From the start I was always very open-minded about Tesla, and generally feel that attitude has been vindicated. If, as I’ve been informed on various websites, it is just a scam, designed to relieve hard-working Americans of their ‘tax dollars’, it turns out to have been a remarkably long-running one that has cost Elon Musk an awful lot of money. Yes, it’s a pity that the Model S appeared rather mainstream and didn’t make more of its difference, but it looks reasonably imposing , well-proportioned and well-detailed, with a bit more presence to my eyes than a Jaguar XF. From reports, there are some things that, as a start-up manufacturer, they have overlooked and I am not sure how much I’d enjoy a car whose controls are so dominated by a huge touchscreen, bearing in mind the various glitches I’ve encountered with iPads and their like. Nevertheless, as viewed from afar, Tesla’s progress has been hugely impressive. The sight of two Model S’s plugged in to the Superchargers at Folkestone Eurotunnel the other week was testimony to the owner’s confidence that they were up to a long-range trip. But then I saw a Model X close up.

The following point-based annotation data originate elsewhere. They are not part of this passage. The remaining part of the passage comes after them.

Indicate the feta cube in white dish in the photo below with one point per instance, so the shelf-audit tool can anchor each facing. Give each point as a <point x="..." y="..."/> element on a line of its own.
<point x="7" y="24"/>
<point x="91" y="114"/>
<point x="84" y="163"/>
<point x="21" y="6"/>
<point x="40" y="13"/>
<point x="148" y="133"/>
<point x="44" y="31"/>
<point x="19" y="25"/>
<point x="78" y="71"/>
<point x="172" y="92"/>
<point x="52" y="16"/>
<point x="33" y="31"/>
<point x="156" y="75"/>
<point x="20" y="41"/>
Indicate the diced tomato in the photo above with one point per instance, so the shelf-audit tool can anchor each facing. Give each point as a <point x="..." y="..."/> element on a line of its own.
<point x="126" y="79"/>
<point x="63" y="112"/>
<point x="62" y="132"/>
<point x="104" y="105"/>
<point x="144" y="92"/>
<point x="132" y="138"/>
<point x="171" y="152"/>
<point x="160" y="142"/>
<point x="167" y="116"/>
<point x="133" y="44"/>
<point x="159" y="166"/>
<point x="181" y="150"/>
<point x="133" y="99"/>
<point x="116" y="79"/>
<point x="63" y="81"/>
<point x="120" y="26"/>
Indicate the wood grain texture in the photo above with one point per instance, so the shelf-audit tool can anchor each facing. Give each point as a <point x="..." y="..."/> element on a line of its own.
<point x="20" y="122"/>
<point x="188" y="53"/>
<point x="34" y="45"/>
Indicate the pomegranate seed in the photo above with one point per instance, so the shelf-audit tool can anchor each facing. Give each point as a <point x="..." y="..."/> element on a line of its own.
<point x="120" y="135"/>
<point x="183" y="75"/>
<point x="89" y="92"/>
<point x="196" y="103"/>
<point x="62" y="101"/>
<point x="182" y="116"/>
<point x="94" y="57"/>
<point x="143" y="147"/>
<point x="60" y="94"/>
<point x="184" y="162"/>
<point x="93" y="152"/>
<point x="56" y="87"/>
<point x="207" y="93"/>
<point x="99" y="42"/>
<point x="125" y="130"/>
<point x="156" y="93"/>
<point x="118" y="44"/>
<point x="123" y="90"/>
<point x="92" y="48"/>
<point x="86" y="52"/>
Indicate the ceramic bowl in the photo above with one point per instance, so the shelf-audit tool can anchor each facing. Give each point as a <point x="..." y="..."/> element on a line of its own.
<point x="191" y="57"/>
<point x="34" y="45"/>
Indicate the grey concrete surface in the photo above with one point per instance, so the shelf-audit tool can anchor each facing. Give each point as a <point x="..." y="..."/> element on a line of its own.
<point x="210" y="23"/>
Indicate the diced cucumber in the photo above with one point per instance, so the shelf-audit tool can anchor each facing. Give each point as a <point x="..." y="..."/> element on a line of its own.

From my youth, I remember car magazines running articles about backyard inventors who had ideas to improve on the products of the established industry. In hindsight most of these were crude and clumsy answers to questions no-one was asking. Who wouldn’t like an electric hotplate built into every car dashboard allowing hot snacks on the move? Tesla’s first ‘first’ is a production car with rear gullwing doors. Its second ‘first’ is in renaming gullwings, falcon wings. In the photos I’d seen I admit that the Model X‘s falcon wing doors add distinction, though not elegance, to a reasonably ordinary shape. Beyond that it was hard to see exactly what their advantage was and my first encounter close-up the other day did not endear me at all.
The term “Gullwing Doors” is, for some reason, hugely evocative to certain people. Does no animal rights lawyer want to take up the case of the elegant gull (or falcon), whose efficient, light and streamlined wings are compared with 50 kg or so of clumsy welded metal and glass? The original Gullwing Mercedes 300SL was a product of expedience. Its huge structural sills made a conventional door impossible and, of course, in the look-to-the-future 1950s, it was a great selling point. Since then others, including Mercedes themselves, have tried to emulate, but it never really works. Yet, even being linked with that automotive butt of jokes, DeLorean, never seems to have discredited the roof-hinged door.

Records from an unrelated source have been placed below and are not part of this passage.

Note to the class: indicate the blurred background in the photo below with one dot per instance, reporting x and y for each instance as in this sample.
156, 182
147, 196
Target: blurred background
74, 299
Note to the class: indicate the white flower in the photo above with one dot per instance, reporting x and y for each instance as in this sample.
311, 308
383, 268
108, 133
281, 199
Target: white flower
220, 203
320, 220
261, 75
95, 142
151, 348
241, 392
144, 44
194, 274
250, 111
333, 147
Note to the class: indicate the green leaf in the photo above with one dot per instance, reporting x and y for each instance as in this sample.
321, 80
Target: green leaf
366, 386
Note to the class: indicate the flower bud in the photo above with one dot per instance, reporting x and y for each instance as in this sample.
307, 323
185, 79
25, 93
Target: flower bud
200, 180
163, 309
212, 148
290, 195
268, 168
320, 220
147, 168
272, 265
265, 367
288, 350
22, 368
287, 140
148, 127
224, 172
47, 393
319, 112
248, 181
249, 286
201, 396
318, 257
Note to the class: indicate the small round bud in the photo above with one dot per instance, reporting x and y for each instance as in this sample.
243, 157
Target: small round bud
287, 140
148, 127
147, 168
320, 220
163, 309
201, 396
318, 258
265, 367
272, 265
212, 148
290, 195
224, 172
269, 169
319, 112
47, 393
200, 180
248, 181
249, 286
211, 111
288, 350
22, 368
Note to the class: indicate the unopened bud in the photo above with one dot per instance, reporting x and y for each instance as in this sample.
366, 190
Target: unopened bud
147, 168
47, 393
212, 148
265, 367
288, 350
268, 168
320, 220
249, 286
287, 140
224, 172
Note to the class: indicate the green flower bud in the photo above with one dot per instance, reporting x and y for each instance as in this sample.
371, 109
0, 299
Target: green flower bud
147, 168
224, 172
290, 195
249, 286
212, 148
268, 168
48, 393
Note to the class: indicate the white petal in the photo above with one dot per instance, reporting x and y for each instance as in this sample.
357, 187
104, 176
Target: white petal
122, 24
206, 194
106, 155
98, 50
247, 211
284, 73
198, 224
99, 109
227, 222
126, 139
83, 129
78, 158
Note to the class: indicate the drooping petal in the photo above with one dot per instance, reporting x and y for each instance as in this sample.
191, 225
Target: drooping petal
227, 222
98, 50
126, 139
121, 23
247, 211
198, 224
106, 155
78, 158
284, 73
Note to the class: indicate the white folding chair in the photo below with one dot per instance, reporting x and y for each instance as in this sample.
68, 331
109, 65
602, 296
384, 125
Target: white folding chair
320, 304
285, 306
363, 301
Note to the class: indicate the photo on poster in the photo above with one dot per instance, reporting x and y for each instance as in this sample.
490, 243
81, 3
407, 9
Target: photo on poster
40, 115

As street theatre the Gullwing Effect obviously does the trick. Park your new Model X in the driveway and neighbours will watch in good-natured amusement as the doors purr up and down, at least the first couple of times. But what else do they offer? To me nothing. They are indiscreet, you can’t park in a tight space next to another car, or a wall, or in a low garage and, if you aren’t careful and are tall, you will hit your head on them. They look clumsy, all the more so grafted onto a reasonably conventional looking car, and they reveal too much of the car’s inner architecture. They belong in a 1960s episode of The Outer Limits. If I had ever wanted a Tesla X, they would be a total deal breaker.

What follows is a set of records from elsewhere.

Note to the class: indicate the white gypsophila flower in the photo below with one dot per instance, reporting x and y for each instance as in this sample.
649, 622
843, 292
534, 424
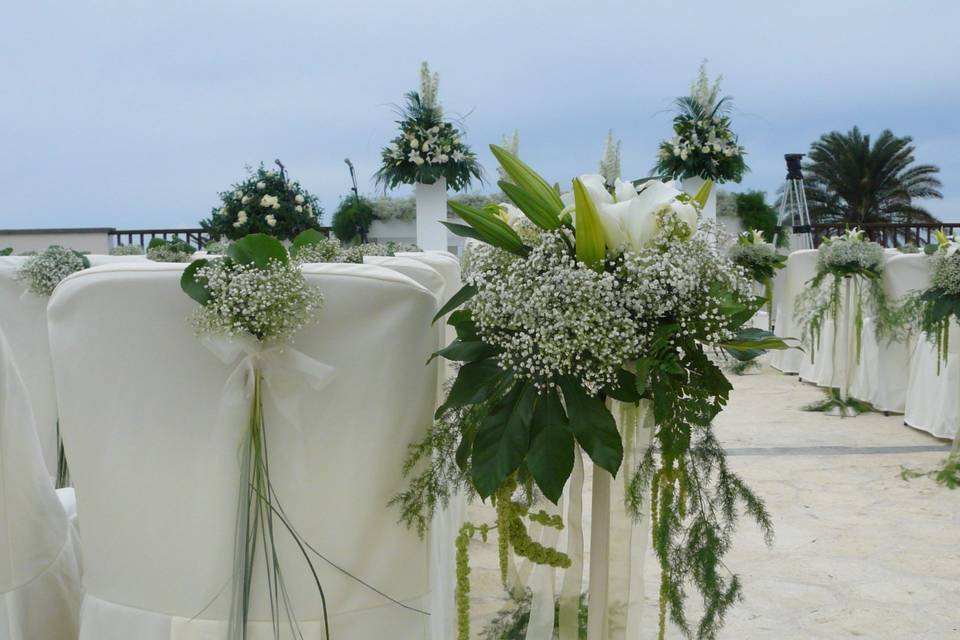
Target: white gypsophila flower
945, 272
552, 316
44, 271
326, 250
270, 304
850, 252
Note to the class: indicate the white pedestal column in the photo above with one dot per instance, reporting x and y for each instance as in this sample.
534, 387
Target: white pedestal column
692, 185
431, 209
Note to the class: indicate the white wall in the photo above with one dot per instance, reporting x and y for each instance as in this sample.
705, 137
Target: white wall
23, 240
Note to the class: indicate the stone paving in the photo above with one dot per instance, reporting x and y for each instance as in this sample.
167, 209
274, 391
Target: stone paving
859, 552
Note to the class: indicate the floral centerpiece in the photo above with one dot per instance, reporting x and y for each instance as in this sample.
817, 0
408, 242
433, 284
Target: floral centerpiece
703, 145
265, 202
428, 147
577, 307
761, 260
254, 297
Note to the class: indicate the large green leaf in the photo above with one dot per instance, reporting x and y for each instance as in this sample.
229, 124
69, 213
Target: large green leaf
593, 425
527, 178
550, 459
590, 244
466, 292
475, 382
540, 212
306, 238
465, 351
258, 249
191, 285
492, 229
503, 439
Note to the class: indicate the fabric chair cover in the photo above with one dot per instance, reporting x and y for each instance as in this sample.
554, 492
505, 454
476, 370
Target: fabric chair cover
154, 455
933, 401
879, 377
39, 566
23, 317
801, 266
446, 522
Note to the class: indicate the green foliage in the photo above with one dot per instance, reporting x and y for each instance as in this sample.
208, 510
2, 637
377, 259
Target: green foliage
126, 250
352, 219
427, 149
848, 179
756, 214
266, 202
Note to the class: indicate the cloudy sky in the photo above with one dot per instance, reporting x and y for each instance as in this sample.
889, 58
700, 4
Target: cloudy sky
135, 114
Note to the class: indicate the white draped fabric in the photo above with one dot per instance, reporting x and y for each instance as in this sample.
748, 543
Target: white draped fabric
932, 398
23, 317
801, 266
879, 378
39, 562
154, 455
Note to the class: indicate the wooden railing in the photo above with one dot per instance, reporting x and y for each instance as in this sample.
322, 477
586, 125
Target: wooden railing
889, 235
195, 237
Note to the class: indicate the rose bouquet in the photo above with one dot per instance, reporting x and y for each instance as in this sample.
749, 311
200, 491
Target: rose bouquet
428, 148
266, 202
578, 307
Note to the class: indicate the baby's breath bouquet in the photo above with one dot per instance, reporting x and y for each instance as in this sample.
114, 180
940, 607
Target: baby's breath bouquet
176, 250
267, 202
703, 144
43, 271
848, 256
579, 305
760, 259
428, 147
255, 294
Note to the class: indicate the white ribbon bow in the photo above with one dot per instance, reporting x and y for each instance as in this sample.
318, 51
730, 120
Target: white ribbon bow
285, 372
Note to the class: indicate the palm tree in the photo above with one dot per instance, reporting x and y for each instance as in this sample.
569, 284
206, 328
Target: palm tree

So should we be concerned for Tesla, or at least should its shareholders be concerned? As I pointed out a fair while back, you dismiss General Motors as dinosaurs at your own risk. The Silicon Valley community tends to think that it can solve most problems better that the hidebound status quo. And in many cases, some deservedly, some less so, they have proved themselves successful. But the Bolt shows that Chevrolet can match, or beat, the Tesla on range. No, it doesn’t have a ‘Ludicrous’ acceleration mode, but that is a novelty that wears off pretty quickly. What GM has in its favour is the size, patience and cynicism to stand back and let someone else do the groundwork, and the good sense not to piss away engineering budgets on producing something as physically substantial yet conceptually insubstantial as a pair of novelty doors to please low attention-span owners for a couple of weeks. Also, doesn’t Elon Musk’s supposed idea that his first four models be named S, E, X and Y hint at an Achilles Heel of smartarsedness – a self-unawareness of when you cross the line of frivolity and just become irritating? Even new, alternative, blue-sky, car companies need to generate customer loyalty for something that takes years to develop and will be in production for several years and the IT generation is notoriously fickle.
If Tesla decides that its ‘Ludicrous’ mode has become a tired joke, it can just disappear with the next software update. Unfortunately a door mechanism is not so easy to re-engineer. Tesla have tried leading the way and, in many respects, successfully so. Without Toyota and then Tesla, it’s unlikely that GM would have got off its gargantuan arse and bothered to re-investigate the EV. But, on the too-rare occasions when management has deigned to let them loose, GM has proved to have some of the finest engineers. And that’s just one of the established companies. So I wish Tesla well, but maybe they should concentrate on putting a lot more depth into their products.